Bennie Thompson

No. 37, 46
- Positions: Safety, special teamer

Personal information
- Born: February 10, 1963 (age 63) New Orleans, Louisiana, U.S.
- Listed height: 6 ft 0 in (1.83 m)
- Listed weight: 220 lb (100 kg)

Career information
- High school: John McDonogh (New Orleans, Louisiana)
- College: Grambling State (1981–1984)
- NFL draft: 1985: undrafted

Career history

Playing
- Kansas City Chiefs (1985)*; Winnipeg Blue Bombers (1986–1988); New Orleans Saints (1989–1991); Kansas City Chiefs (1992–1993); Cleveland Browns (1994–1995); Baltimore Ravens (1996–1999);
- * Offseason or practice squad member only

Coaching
- Baltimore Ravens (2000–2005) Assistant special teams coach;

Awards and highlights
- Super Bowl champion (XXXV); 2× First-team All-Pro (1991, 1998); 2× Pro Bowl (1991, 1998); CFL All-star (1988);

Career NFL statistics
- Tackles: 162
- Interceptions: 7
- Fumble recoveries: 5
- Stats at Pro Football Reference

= Bennie Thompson (gridiron football) =

American gridiron football player and coach (born 1963)

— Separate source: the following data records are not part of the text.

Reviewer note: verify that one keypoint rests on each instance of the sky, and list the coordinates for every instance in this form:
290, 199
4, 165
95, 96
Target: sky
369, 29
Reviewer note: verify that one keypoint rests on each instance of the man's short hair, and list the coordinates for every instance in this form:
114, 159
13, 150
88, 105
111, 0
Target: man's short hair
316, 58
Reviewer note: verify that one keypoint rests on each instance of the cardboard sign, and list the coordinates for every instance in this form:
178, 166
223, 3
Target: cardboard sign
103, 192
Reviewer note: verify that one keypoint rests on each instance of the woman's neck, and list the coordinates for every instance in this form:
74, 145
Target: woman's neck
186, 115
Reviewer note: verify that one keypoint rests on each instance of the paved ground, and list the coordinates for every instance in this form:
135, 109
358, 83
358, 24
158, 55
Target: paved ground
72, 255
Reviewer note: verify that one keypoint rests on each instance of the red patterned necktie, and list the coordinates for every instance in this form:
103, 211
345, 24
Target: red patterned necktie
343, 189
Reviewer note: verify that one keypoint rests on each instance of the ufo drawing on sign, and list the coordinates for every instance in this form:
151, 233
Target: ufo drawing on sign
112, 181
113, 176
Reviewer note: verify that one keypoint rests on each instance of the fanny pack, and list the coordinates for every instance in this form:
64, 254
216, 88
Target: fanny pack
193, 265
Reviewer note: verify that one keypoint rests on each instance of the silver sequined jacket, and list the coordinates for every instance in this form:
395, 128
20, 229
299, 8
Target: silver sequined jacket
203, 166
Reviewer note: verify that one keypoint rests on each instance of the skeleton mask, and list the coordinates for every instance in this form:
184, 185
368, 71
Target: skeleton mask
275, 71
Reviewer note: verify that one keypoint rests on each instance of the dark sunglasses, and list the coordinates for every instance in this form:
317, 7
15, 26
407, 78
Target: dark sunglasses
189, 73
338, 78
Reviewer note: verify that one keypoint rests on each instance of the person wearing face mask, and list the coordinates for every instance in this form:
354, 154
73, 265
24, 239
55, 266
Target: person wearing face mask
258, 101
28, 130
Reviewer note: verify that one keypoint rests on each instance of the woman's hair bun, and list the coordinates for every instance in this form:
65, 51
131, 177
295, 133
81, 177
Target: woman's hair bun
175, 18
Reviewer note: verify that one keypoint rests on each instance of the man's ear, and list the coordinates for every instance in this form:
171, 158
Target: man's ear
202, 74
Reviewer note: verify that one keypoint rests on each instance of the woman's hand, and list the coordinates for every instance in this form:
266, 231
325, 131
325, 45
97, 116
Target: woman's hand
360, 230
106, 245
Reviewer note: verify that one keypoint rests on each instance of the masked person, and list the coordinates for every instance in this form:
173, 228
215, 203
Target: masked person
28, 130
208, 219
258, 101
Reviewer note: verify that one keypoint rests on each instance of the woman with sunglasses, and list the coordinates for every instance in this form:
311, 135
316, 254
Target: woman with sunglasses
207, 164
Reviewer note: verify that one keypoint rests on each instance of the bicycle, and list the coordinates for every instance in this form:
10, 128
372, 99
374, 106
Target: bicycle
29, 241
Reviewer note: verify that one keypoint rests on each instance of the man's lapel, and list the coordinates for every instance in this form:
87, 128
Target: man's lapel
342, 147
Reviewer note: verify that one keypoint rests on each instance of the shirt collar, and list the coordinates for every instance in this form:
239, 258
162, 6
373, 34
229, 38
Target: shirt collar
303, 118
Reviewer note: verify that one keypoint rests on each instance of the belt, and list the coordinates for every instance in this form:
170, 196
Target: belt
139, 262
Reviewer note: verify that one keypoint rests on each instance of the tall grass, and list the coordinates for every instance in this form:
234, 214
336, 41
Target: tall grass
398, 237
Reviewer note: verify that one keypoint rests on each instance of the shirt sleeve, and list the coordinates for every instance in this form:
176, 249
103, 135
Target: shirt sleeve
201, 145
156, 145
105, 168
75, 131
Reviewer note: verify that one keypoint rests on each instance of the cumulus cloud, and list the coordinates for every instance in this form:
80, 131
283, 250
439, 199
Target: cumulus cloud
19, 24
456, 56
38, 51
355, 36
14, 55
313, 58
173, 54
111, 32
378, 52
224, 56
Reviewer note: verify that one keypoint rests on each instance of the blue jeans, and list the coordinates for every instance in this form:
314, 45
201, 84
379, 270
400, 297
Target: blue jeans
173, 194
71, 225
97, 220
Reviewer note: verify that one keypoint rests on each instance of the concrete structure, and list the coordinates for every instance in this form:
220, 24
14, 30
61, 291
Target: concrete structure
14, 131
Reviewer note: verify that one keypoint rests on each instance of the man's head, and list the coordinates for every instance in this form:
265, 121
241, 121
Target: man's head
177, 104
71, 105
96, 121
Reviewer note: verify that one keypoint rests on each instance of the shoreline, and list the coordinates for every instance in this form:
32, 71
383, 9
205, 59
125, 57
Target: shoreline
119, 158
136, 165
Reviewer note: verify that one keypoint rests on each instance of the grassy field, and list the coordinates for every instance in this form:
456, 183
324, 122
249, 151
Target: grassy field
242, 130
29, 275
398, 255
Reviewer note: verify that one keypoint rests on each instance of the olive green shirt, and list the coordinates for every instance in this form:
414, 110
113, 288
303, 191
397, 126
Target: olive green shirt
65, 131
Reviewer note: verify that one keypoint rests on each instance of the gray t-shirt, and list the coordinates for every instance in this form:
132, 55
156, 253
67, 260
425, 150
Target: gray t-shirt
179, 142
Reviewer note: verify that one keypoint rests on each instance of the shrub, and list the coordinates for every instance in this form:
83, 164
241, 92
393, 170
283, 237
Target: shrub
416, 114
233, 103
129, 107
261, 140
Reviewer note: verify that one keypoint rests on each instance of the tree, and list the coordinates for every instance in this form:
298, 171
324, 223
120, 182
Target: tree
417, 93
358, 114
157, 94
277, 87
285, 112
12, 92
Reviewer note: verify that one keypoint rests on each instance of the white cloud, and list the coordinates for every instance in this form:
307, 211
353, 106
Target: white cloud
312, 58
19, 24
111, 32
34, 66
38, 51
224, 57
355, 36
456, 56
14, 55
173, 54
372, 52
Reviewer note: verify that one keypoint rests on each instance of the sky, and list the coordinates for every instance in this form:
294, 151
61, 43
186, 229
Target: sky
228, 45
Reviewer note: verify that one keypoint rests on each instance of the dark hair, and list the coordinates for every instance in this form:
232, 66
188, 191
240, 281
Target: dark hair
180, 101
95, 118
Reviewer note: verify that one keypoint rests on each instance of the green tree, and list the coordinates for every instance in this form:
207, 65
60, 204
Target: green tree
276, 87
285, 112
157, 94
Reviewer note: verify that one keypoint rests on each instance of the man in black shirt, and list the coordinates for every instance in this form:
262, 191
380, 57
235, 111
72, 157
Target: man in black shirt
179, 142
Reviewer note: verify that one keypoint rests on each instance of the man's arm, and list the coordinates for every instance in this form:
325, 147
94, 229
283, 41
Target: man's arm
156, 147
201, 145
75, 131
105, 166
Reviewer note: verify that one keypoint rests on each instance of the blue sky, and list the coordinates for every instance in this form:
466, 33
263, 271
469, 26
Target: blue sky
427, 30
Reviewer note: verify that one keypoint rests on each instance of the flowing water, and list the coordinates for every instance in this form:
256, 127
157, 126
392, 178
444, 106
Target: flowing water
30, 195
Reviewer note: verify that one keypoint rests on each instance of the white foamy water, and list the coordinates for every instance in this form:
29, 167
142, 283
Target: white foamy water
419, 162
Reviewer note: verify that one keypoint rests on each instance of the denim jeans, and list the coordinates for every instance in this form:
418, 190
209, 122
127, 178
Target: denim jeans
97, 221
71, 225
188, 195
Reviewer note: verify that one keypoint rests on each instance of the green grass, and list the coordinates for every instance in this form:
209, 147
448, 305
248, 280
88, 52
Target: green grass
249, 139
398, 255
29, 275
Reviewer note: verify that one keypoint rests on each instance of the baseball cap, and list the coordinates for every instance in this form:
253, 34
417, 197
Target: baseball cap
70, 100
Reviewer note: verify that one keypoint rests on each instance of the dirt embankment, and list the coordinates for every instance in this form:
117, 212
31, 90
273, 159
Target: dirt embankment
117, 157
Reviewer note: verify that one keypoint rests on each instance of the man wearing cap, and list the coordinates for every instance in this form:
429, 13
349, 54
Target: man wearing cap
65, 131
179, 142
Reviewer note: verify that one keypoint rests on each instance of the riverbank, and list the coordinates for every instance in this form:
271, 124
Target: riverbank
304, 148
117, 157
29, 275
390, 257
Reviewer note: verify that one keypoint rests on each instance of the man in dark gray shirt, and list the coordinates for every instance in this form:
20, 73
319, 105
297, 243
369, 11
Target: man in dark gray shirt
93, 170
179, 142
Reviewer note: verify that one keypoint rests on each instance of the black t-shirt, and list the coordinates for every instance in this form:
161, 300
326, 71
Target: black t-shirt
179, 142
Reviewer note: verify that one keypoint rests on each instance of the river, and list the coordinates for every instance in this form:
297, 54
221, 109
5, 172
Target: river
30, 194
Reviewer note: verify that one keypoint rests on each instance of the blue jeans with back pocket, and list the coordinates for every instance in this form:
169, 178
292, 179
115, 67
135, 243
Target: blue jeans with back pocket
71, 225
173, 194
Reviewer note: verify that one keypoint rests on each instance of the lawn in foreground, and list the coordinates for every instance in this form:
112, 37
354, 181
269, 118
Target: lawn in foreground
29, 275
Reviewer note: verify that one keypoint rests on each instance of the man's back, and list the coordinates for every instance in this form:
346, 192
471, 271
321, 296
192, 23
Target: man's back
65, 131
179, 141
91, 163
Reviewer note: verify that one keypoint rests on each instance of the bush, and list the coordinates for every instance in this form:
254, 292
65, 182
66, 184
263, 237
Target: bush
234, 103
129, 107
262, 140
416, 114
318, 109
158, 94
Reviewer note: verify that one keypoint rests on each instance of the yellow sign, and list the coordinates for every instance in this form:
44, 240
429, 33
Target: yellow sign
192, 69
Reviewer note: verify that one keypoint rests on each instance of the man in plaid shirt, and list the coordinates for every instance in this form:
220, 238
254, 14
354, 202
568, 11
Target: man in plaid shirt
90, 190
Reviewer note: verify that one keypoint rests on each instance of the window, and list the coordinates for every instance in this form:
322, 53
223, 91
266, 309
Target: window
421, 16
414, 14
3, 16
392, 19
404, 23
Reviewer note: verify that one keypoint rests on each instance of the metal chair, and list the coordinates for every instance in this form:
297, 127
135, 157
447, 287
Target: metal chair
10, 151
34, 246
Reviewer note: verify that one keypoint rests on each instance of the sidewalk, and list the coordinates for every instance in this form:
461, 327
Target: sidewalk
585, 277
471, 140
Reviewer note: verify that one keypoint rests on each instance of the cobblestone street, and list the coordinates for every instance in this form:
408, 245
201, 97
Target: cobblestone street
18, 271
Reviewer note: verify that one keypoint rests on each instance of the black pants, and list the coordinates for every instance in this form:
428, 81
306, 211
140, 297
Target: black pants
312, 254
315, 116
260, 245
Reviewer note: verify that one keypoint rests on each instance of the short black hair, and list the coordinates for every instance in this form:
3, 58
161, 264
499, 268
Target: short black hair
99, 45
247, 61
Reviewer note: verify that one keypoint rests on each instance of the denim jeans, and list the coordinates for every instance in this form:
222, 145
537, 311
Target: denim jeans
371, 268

Bennie Thompson (born February 10, 1963) is an American former professional football player who was a safety in the National Football League (NFL) and Canadian Football League (CFL). He went to the Pro Bowl after the 1991 and 1998 seasons as a special teams player. Thompson played for the Winnipeg Blue Bombers of the CFL and the New Orleans Saints, Kansas City Chiefs, Cleveland Browns, and Baltimore Ravens of the NFL. Thompson is best known for his special teams contributions.

==College career==
He played at Grambling.

==Professional career==

===New Orleans Saints===
He signed with the team after his three-year stint in the Canadian Football League. In 1991, he was selected to the Pro Bowl as a special teamer.

===Kansas City Chiefs===
He spent two seasons in Kansas City. In 1992, Thompson recorded a career high 4 interceptions.

===Cleveland Browns===
He played in Cleveland for two seasons and was coached by Bill Belichick. He tied for the team lead in special teams tackles with 21 in 1994.

===Baltimore Ravens===
He played in Baltimore in four seasons. In 1998, he was selected to the Pro Bowl as a special teamer. It was his second career Pro Bowl selection.

In 1999, he led the team with 24 special teams tackles.